Hello, I have a big dataset (5+ million documents and growing), where each item is a combination of a server and update that applies to it. For example:
{
"severity": "Important",
"erratum_id": "RHSA-2019:3878",
"hostname": "host1.local",
"issue_date": "2019-11-13T00:00:00Z",
"os": "RedHat 6.10",
"report_id": "cb75e0ec-c5c9-4826-a114-45ffe6dbc7ec",
"hostgroup": "G1",
"id": "5e7f4224-954c-4bcf-a411-f7bffa2a8306",
"source": "https://satellite.local",
"synopsis": "Important: kernel security update",
"host_id": 1602,
"timestamp": "2019-11-18T00:00:00+02:00"
},
{
"severity": "Important",
"erratum_id": "RHSA-2019:3878",
"hostname": "host2.local",
"issue_date": "2019-11-13T00:00:00Z",
"os": "RedHat 6.10",
"report_id": "cb75e0ec-c5c9-4826-a114-45ffe6dbc7ec",
"hostgroup": "G1",
"id": "d5b662f6-f085-487e-8a99-d305a602f2ee",
"source": "https://satellite2.local",
"synopsis": "Important: kernel security update",
"host_id": 966,
"timestamp": "2019-11-18T00:00:00+02:00"
},
What I need is a visualization that shows number of documents within certain ranges.

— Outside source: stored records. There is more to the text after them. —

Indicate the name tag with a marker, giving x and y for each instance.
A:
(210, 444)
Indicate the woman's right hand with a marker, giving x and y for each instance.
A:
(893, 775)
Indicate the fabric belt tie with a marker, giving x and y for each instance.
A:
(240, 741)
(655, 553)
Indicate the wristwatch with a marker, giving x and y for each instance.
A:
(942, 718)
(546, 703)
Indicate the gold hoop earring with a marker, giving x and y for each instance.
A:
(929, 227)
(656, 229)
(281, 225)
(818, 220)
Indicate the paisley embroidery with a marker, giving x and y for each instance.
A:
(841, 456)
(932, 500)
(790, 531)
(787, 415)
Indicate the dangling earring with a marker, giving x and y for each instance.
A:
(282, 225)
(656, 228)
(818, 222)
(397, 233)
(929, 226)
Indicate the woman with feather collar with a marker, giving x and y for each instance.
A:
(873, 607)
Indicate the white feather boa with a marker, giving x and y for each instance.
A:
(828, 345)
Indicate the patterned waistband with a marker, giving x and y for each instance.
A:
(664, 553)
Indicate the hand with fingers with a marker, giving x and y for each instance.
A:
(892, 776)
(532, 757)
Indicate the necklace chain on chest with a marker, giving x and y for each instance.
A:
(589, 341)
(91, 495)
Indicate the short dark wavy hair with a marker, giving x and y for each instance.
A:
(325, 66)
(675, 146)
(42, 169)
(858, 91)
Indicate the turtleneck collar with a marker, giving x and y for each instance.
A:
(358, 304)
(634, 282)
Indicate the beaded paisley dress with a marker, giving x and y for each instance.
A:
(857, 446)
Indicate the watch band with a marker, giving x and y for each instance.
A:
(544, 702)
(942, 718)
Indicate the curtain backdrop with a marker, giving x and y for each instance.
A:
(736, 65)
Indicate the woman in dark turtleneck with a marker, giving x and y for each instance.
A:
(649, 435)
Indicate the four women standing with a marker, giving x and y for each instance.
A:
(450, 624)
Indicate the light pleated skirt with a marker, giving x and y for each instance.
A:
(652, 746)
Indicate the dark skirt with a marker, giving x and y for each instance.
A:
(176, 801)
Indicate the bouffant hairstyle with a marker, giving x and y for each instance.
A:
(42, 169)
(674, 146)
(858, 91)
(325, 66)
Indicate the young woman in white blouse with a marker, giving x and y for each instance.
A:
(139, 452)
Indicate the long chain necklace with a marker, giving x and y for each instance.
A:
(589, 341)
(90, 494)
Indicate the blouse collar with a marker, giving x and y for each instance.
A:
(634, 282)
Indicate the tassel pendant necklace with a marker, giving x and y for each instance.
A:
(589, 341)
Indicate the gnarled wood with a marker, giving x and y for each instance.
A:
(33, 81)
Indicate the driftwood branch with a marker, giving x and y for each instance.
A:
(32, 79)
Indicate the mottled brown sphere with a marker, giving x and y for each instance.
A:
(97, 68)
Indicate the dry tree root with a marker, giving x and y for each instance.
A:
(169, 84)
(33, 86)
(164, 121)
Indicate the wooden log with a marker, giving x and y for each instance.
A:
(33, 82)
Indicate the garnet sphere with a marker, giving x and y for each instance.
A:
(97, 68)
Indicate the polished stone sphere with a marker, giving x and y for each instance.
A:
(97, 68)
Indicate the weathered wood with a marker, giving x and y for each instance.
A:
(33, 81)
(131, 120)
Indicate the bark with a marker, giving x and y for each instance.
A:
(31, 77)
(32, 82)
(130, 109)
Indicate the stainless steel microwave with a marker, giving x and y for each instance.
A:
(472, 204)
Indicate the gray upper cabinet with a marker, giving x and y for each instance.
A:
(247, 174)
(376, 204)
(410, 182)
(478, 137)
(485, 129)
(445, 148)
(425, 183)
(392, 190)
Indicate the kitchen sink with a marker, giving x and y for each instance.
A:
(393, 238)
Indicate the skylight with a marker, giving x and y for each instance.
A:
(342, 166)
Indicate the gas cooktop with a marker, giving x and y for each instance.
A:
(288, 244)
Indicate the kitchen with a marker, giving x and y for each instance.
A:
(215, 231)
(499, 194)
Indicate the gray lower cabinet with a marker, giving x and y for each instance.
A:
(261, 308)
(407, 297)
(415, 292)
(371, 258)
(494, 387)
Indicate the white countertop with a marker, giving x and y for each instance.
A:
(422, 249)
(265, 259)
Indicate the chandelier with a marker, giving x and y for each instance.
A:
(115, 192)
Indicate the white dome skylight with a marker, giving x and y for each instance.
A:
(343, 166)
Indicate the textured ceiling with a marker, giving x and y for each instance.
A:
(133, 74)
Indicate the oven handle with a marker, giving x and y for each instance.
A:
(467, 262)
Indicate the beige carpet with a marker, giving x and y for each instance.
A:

So similar to date histogram, except on the unique count
of hostname
field.
In other words I need to answer question: "How many hosts have X more than Y number of updates that apply to it". Ranges should be something like 0-10,10-100,100+
I tried to do it via Canvas as instructed in this answer: Kibana: Range based on count but the number of documents is too large and it crashes the browser.
Can this be done without transforming underlying data?